As Epstein noted, this type of comparative data would be insufficient in a court case, and in many situations good old-fashioned investigative journalism (sources and leaks) is what ultimately exposes cheaters. Nevertheless, it’s still good to see cycling fans engage with and pressure teams and race organizers, to release more data:
In those past eras of doping, like in the Lance Armstrong era, you look at what happens when the EPO test comes in and suddenly power outputs plummet. This year, in some cases, they look like they’re back to where they were after that. It’s not like guys had stopped training hard; they stopped doing EPOs. That sport for sure has earned the suspicion it gets. We have to be careful because the bicycles are improving, the weather changes — there are a lot of variables. But with the history of the sport and the fact that they were calling measurements that turned out to be quite accurate ‘pseudoscience,’ I think if they’re complaining about people being gadflies, that’s crazy. … It’s truly interesting, too, which sports the fans and enthusiasts engage with in that way.

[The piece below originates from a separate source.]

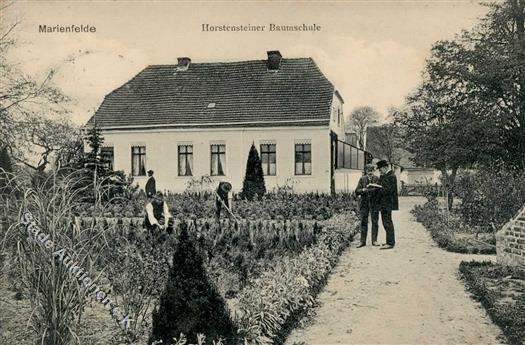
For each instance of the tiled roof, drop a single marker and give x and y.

Epstein pointed out that cheating can turn off fans, and it also makes comparative and longitudinal studies difficult to do:
People used to say women are going to catch up on men when they have more opportunity, but actually men are pulling away now. The gap is widening. I think it’s partly because a lot of the women’s records are stuck. Steroids, which are just testosterone analogues, have a much greater effect in women than they do in men. … We know in the past, there was this era of mega-doping. All these documents have now come out related to East Germany, and there was this very systematic, enormous amount of doping, so tons of women’s records are stuck and nobody even gets close to them most of the time. It’s a bummer.